To enable Egress kube-vip requires serviceElection
to be enabled, the Kubernetes service requires the below Egress annotation and it requires externalTrafficPolicy
set to Local
.
annotations:
kube-vip.io/egress: "true"
spec:
type: LoadBalancer
externalTrafficPolicy: Local
Example additions to a manifest
The annotations mean that kube-vip will know that the traffic from the pod
will now need modifying so that the source address becomes the address of the loadBalancer. The externalTrafficPolicy
is required because the loadbalancer address needs to be on the same node where the pod resides, otherwise the rules written into the kernel won't work.

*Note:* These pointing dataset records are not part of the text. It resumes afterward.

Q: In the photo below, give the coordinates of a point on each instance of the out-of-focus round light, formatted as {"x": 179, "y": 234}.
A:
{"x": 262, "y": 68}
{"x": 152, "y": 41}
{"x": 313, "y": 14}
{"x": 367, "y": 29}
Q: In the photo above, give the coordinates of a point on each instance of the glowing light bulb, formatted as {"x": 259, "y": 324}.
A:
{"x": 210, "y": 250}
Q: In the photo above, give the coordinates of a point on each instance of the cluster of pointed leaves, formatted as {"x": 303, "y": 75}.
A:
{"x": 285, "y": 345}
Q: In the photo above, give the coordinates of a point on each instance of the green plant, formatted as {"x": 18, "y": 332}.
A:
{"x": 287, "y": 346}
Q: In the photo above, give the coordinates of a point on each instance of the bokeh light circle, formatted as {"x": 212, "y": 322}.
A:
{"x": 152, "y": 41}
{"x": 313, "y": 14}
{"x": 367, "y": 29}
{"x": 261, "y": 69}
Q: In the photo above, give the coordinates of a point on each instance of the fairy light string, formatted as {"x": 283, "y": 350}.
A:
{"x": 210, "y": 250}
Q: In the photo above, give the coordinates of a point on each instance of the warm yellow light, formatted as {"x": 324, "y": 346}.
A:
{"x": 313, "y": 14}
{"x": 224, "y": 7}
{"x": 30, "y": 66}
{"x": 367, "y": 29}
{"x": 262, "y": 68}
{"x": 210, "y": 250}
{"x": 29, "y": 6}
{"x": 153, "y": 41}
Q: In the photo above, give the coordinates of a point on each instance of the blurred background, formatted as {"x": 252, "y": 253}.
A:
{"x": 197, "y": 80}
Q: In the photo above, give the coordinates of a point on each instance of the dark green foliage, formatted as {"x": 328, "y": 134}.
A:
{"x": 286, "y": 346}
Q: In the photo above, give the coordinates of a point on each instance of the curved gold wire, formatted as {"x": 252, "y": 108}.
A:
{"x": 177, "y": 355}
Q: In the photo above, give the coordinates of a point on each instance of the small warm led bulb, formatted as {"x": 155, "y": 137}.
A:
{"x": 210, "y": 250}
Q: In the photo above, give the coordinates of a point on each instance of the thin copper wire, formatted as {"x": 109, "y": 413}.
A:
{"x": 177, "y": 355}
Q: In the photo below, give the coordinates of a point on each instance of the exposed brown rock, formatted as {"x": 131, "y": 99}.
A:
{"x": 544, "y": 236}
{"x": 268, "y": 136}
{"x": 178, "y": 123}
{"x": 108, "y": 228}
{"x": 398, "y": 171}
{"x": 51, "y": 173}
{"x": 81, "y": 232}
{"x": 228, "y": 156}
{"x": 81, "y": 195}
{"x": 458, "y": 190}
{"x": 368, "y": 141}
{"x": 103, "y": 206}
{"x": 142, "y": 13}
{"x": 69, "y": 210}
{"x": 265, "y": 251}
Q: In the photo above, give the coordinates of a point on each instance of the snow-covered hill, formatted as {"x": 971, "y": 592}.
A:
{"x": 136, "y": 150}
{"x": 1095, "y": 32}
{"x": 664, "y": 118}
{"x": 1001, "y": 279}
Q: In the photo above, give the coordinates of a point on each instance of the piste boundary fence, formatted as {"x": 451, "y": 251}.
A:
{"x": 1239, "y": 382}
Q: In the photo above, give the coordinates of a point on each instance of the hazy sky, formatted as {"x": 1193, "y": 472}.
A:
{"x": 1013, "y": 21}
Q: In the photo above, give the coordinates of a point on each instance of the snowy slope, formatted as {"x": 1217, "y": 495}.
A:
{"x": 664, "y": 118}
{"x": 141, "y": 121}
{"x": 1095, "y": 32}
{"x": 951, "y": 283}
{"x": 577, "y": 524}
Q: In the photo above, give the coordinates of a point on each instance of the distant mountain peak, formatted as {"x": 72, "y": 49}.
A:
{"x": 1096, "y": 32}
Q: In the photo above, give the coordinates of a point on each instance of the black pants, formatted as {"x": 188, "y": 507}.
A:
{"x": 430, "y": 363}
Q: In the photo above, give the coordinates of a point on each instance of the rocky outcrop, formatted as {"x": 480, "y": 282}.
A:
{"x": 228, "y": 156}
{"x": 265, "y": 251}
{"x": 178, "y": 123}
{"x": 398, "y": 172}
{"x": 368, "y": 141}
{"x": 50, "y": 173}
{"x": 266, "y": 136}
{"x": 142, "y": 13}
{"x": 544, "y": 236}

Applying Egress rules only to certain destination ports
To allow differentiation of traffic, in the event you would have multiple pods performing various egress.. we can apply rules that are specific on outbound traffic. So if we had a sip client that was sending traffic out to a remote host on port 5060
we would only rewrite the egress of that traffic particularly. This is done through annotations:
annotations:
kube-vip.io/egress: "true"
kube-vip.io/egress-destination-ports: udp:5060
The annotation is a colon separated value of protocol (udp
or tcp
) and the destination port, you can have multiple protocols and ports by using a comma e.g. tcp:8080,udp:5060
Excluding traffic for Pod and Service CIDRs
By default kube-vip won't egress traffic for the default networks:
- Pod CIDR = "10.0.0.0/16"
- Service CIDR = "10.96.0.0/12"
If you've configured different ranges for your network then these values will need to be modified within the kube-vip yaml"
env:
- name: egress_podcidr
value: "x.x.x.x/yy"
- name: egress_servicecidr
value: "x.x.x.x/yy"
This will set a different range when an egress rule is configured.